One-Fifth of Tested British Meat Contains DNA From Other Animals, Study Reveals

One-Fifth of Tested British Meat Contains DNA From Other Animals, Study Reveals
A cheap chicken purchased from a Tesco supermarket is displayed in London in this file photo. (Peter Macdiarmid/Getty Images)
John Smithies
9/5/2018
Updated:
9/30/2019

LONDON—More than a fifth of meat sold in the UK contains DNA from animals not listed on the packaging, new data from the UK’s food watchdog suggests.

Of 665 items sampled in 2017 by the Food Standards Agency (FSA), 145 partly or wholly consisted of meat other than the one specified.
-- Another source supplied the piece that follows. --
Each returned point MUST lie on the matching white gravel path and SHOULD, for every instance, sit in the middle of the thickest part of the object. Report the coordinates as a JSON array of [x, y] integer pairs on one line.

Some contained DNA from as many as four different animals, while others had no trace of the meat actually listed on the product label.

Test results were collected in England, Wales, and Northern Ireland, and were suggestive of “deliberate inclusion,” the FSA said.
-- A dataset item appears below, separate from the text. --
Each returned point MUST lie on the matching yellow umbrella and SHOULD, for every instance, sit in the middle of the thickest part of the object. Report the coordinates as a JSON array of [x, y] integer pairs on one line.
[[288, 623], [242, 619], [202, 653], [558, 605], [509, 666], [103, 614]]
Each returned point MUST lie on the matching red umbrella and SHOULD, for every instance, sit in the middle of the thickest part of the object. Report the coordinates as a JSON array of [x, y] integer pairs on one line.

The data was obtained by the BBC, which made a Freedom of Information request to the FSA.
The samples were obtained from businesses suspected by the FSA as having “compliance issues.” They included 73 retailers, 50 restaurants, and 22 processing or manufacturing plants.

‘Deliberate Inclusion’

The product most affected was mincemeat, with cow DNA the most commonly found meat type present that wasn’t labeled, followed by pig, chicken, sheep, and turkey. Ready meals such as curries and pizzas also were found to be affected.

The FSA said it mainly looked for samples of cow, sheep, pig, horse, chicken, turkey, and goat and that DNA from other animals could have been present but not identified.
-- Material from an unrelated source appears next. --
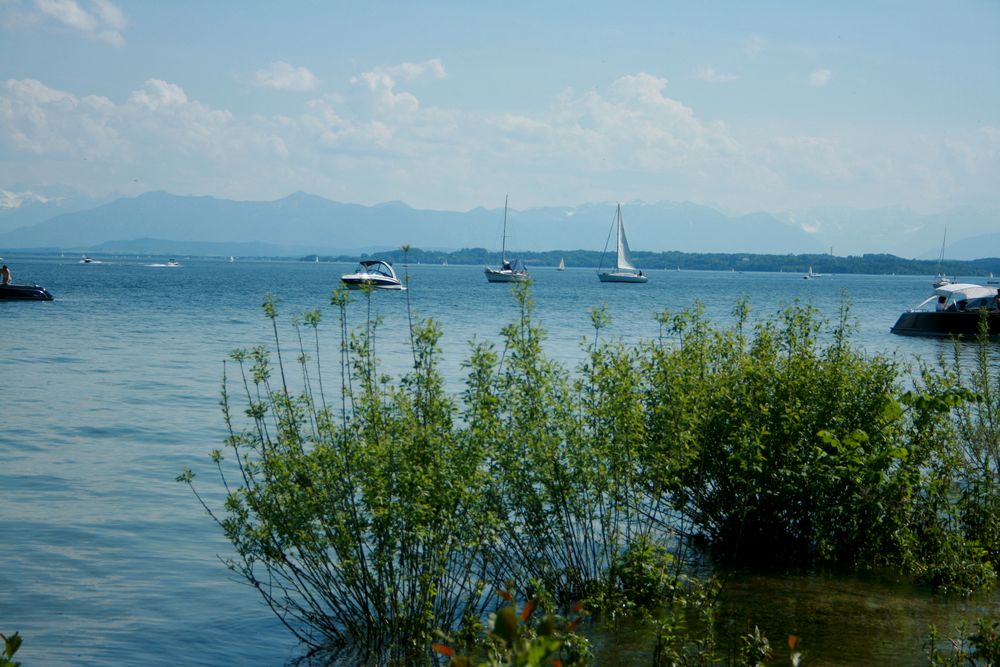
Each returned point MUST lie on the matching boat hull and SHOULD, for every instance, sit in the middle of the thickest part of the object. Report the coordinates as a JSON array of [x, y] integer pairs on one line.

The agency said it considered DNA at a proportion of 1 percent or greater evidence of “deliberate inclusion.”

Cheap sausages purchased from an Asda supermarket are shown in this file photo. (Cate Gillon/Getty Images)
Cheap sausages purchased from an Asda supermarket are shown in this file photo. (Cate Gillon/Getty Images)

The test results are “not representative of the wider food industry” and local authorities around the UK would need to take responsibility for investigating the findings, an FSA spokesman told the BBC.

Tests were conducted by less than half of the local authorities in the UK before they sent their findings to the FSA, meaning it is difficult to assess the full situation in the country.

Five years ago, a scandal erupted in the UK when horse DNA was found in frozen beefburgers sold by some British supermarkets. Following analysis, pig DNA was also found in many beefburgers, controversial because pork is a taboo food in the Muslim and Jewish communities (pdf).

The scandal highlighted a lack of traceability in the food industry, with many European countries conducting their own subsequent investigations into the issue.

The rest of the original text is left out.